In statistics, for grouped data, when calculating the median based on formula $Median = L_m + \left [ \frac { \frac{n}{2} - F_{m-1} }{f_m} \right ] \times c$
where $c$ is the size of the median class
$F_{m-1}$ is the cumulative frequency of the class before median class
$f_m$ is the frequency of the median class
$n$ is the total number of the data
I noticed some resources mentioned $L_m$ as lower class limit, but some lower class boundary. Which one is correct?

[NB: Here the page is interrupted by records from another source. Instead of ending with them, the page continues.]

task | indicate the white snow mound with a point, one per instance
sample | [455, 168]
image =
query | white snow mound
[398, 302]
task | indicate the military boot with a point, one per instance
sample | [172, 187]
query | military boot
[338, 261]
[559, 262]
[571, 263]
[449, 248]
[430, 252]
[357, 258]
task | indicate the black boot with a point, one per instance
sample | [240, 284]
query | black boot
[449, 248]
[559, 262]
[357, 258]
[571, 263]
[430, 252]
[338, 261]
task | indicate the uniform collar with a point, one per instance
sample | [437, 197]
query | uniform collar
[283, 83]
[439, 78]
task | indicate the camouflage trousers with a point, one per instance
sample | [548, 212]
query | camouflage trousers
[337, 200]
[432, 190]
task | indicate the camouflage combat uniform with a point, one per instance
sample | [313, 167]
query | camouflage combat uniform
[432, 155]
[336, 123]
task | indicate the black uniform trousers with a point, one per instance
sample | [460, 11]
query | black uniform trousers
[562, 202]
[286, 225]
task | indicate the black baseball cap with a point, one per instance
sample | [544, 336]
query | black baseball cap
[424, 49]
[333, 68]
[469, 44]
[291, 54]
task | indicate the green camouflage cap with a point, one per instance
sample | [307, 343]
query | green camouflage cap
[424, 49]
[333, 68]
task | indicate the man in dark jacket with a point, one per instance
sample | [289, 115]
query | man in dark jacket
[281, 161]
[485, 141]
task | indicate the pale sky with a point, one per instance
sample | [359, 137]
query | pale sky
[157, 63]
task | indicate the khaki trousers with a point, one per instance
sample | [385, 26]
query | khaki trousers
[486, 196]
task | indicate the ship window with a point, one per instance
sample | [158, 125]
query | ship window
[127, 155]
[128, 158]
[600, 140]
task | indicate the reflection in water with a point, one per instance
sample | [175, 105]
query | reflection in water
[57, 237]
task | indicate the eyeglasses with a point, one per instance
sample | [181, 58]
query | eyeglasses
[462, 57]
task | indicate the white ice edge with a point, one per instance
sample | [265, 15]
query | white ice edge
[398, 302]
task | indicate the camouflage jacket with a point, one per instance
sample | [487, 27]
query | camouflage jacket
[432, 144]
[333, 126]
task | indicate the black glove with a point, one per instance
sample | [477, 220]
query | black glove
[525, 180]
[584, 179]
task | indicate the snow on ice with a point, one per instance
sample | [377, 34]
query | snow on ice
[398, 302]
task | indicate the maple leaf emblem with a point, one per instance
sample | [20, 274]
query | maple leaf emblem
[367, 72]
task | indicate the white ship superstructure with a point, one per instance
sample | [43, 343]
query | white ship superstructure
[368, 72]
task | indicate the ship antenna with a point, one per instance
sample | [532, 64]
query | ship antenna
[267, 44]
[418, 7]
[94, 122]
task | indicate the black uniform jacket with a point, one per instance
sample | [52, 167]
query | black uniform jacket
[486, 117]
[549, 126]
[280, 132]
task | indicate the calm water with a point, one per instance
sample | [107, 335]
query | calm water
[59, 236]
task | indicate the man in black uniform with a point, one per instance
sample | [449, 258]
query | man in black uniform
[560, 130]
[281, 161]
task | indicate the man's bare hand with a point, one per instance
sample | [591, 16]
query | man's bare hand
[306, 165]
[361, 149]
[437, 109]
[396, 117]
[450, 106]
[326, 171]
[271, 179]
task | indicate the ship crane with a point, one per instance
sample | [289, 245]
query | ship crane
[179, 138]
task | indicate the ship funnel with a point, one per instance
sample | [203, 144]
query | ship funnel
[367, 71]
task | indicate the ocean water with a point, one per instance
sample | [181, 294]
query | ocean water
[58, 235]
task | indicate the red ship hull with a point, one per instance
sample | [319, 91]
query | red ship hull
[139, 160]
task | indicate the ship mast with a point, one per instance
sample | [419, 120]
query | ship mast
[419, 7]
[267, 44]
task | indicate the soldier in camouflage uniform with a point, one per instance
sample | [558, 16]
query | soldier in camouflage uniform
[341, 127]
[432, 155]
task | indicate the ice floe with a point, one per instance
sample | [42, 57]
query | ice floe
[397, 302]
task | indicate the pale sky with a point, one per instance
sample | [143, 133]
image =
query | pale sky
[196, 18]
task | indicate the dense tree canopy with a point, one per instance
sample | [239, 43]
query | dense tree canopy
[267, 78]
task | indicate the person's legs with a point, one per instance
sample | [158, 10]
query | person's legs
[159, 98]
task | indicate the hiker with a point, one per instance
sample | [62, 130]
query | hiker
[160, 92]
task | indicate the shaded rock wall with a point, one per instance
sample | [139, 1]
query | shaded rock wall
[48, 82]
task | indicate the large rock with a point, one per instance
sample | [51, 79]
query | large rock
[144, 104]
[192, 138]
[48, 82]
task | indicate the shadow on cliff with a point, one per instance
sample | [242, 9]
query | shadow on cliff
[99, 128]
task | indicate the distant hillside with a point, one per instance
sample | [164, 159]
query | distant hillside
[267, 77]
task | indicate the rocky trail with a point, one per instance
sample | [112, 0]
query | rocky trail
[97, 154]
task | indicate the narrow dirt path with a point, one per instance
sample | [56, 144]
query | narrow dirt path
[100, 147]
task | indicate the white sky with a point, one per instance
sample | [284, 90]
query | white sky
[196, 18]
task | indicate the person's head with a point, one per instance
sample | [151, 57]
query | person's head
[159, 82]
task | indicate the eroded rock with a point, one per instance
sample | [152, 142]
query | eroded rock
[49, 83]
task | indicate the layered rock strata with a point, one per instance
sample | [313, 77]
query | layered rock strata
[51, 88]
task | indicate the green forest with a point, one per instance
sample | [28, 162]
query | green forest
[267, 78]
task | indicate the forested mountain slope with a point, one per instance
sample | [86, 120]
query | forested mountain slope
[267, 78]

After some consideration, in my opinion, "lower boundary" will make more sense rather than lower limit. For example, this is the data,
Class Frequency 1 1 2 1 3 1 4 1
Based on the data, using we can know that the median is 2.5, without calculation. If using the formula as mentioned above, $\frac{n}{2}$ will get 2, there for the class contains the median is class 2, then using $L_m$ is a lower boundary,
$median = 1.5 + \left[ \frac{2 -1}{1}\right] \times 1 = 2.5$
This doesn't make sense for using lower limit. If changing the class to
Class Frequency 1-2 1 3-4 1 5-6 1 7-8 1
Using the method above, we will get,
$median = 2.5 + \left[ \frac{2 -1}{1}\right] \times 2 = 4.5$
However, if using class limit, then we will get 5.